AI promises are often oversold, and nowhere is this more evident...

IXN.AI Research · March 2026

Originally published on Tumblr.



AI promises are often oversold, and nowhere is this more evident than in the realm of vision-language models (VLMs). These systems, which combine visual and textual data processing, are hailed as the future of AI. But beneath the surface, they harbor vulnerabilities that are both intricate and alarming. Let’s dive into the technical depths of gambit and multi-modal injection attacks, which exploit these very vulnerabilities.

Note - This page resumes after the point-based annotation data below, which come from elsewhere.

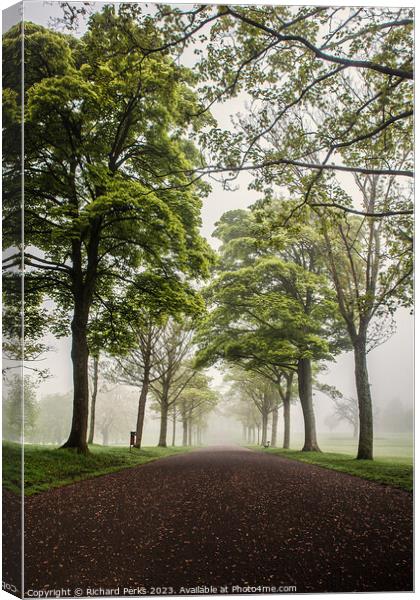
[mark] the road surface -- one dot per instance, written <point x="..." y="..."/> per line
<point x="221" y="516"/>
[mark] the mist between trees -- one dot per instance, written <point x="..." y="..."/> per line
<point x="121" y="151"/>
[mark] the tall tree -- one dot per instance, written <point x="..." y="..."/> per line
<point x="173" y="371"/>
<point x="371" y="267"/>
<point x="103" y="122"/>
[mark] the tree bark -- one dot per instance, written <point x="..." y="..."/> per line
<point x="286" y="422"/>
<point x="306" y="400"/>
<point x="163" y="422"/>
<point x="365" y="449"/>
<point x="190" y="431"/>
<point x="79" y="356"/>
<point x="93" y="399"/>
<point x="264" y="427"/>
<point x="141" y="410"/>
<point x="184" y="431"/>
<point x="173" y="425"/>
<point x="274" y="426"/>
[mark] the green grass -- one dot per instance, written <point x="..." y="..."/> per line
<point x="48" y="467"/>
<point x="396" y="446"/>
<point x="387" y="470"/>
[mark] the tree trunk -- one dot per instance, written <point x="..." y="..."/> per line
<point x="79" y="356"/>
<point x="163" y="422"/>
<point x="105" y="437"/>
<point x="365" y="449"/>
<point x="274" y="426"/>
<point x="286" y="422"/>
<point x="141" y="410"/>
<point x="306" y="400"/>
<point x="173" y="425"/>
<point x="190" y="431"/>
<point x="356" y="430"/>
<point x="264" y="427"/>
<point x="93" y="399"/>
<point x="184" y="431"/>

Adversarial images with embedded text instructions are a prime example. These images exploit the optical character recognition (OCR) preprocessing in VLMs. By embedding text instructions within images, attackers can bypass traditional text-based input filters. This typographic attack is particularly insidious because it leverages the visual rendering of instructions, which are often overlooked by systems designed to scrutinize text inputs alone.

The attack surface is further expanded by CLIP encoders, which map images and text to the same embedding space. This shared space means that instruction-following behavior can transfer to visual inputs, even if the model wasn’t explicitly trained for such tasks. It’s a bit like teaching a dog to fetch a ball and then being surprised when it fetches a stick—except in this case, the “stick” could be a malicious command hidden in an image.

Sanitizing image inputs is a Herculean task. Pixel-level perturbations can encode arbitrary instructions through steganography, a technique that hides information within seemingly innocuous data. This makes it nearly impossible to filter out malicious content without also discarding legitimate data. The challenge is compounded by the fact that multi-modal systems don’t just add attack vectors—they multiply them. Each modality introduces its own vulnerabilities, and when combined, they create a complex web of potential exploits.

Consider the recent controversy surrounding AI-generated art and the ethical implications of its use. This story highlights the broader issue of AI systems being deployed without fully understanding their limitations and risks. In the case of VLMs, the impossibility of validating semantic safety across modalities with fundamentally different information densities is a critical concern. Text and images convey information in vastly different ways, and ensuring that both are safe and accurate is a daunting task.

Ultimately, the promise of AI should be tempered with caution. While the potential benefits are immense, the risks are equally significant. As engineers and developers, it’s our responsibility to prioritize social wellbeing over corporate interests. A strong economy arises from a strong, free, and secure society, and that means building AI systems that are not only powerful but also safe and trustworthy.